In SF Bay Area, stimulous creates 7 jobs at a cost of $16,142,857 per job — sort of

The Chronicle was always first in line for the Obama slobber fest, but the bloom is apparently wearing off of that well-drooled upon rose too.  Today, the Chron has a front page story vigorously attack the myriad accounting errors on the administration’s boastful website about its economic chops:

Nine months after President Obama promised that his $789 billion stimulus package would be the most transparent spending bill in history, much of the information available to the public for the Bay Area and the rest of the nation is incomplete or inaccurate.

The White House’s Recovery Act Web site – www.recovery.gov – shows that $660 million has been awarded to Bay Area transportation projects to create 997 jobs, which amounts to a staggering $661,986 per job.

Last week, the site showed that California Congressional Districts 00 and 99 received millions of dollars in stimulus funding even though neither district exists.

The Bay Area’s total also included $1.8 million to purchase buses in Duluth, Minn., which the federal Web site pinpointed with a dot just below San Leandro, and $4.8 million for road work in Laredo – which is in Texas.

[snip]

A month ago, Gov. Arnold Schwarzenegger traveled to the White House and stood beside Vice President Joe Biden as Biden proclaimed that the stimulus had created 110,000 jobs in the state.

But it would take hundreds of clicks on the interactive map to verify the claim, and even then there is no accounting for the quality or duration of the jobs.

[snip]

However, a $65 million BART “tunnel hardening” project and a $48 million grant to the Santa Clara County Transportation Authority have so far created only seven jobs. State officials said that is probably because the money has been awarded but not yet spent.

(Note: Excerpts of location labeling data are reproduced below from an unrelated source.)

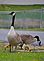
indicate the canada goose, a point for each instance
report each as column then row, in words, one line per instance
column 38, row 40
column 29, row 39
column 13, row 37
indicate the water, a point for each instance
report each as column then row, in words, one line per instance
column 4, row 32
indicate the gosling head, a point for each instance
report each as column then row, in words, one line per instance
column 38, row 40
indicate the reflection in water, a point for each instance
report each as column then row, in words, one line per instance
column 3, row 34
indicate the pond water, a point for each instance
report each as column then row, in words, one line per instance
column 4, row 32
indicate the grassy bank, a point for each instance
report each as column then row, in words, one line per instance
column 21, row 56
column 19, row 7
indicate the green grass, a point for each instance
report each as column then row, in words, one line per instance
column 6, row 7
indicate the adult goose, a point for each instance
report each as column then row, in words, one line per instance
column 13, row 37
column 29, row 39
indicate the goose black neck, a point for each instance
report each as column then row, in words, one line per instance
column 13, row 18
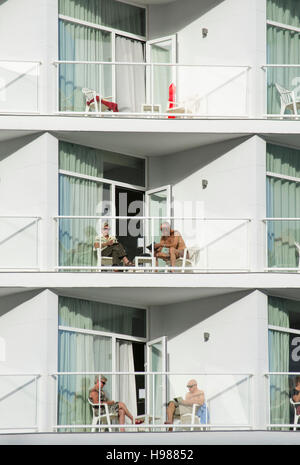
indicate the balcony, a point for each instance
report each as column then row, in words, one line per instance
column 156, row 90
column 211, row 244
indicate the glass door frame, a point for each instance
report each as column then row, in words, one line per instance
column 150, row 71
column 151, row 379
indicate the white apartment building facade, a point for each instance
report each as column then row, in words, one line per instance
column 136, row 114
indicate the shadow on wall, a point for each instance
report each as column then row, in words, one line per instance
column 10, row 302
column 10, row 146
column 175, row 168
column 172, row 17
column 173, row 320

Overall, the White House claims the stimulus is creating far more jobs than it had expected. The initial estimate was that 396,000 jobs would be created in California. The White House says 110,000 jobs have already been created although only a fraction of the stimulus dollars have yet to reach the state.

Job numbers are squishy, and there is disagreement over what should count. The White House counts not only new jobs but also those that might otherwise have been lost. They also include short-term employment in their totals.

Read the rest here.

Apropos the highlighted language above, I’m no math whiz, but I’m calculating that this means the American taxpayers are on the hook for $16,142,857 per job over the last nine months.

I’m not a fool, and I’m not being intentionally naive here.  I appreciate that, as the article itself says, the jobs may yet be created because the projects are still theoretical, not real.  I’m also willing to concede that the projects may be good ones, and that people currently employed may have stayed employed as a result of the project awards.  Nevertheless, the fact remains that Obama promised us that his stimulous would immediately save and create jobs.  The key was immediate relief, not long-term relief.  And yet here we are with $113 million promised — meaning $113 million ear marked in the public coffers and needing to be paid for by taxes — AND NO JOBS.

This is a perfect paradigm of the problem with government works programs.  They are too slow.  Had Obama taken a leaf out of Bush’s 2001 tax refund plan, and instantly gotten money into the hands of American citizens, people would quickly have created jobs.  The market is enormously responsive; the government is not.  All we get are higher taxes, more government control — AND NO JOBS.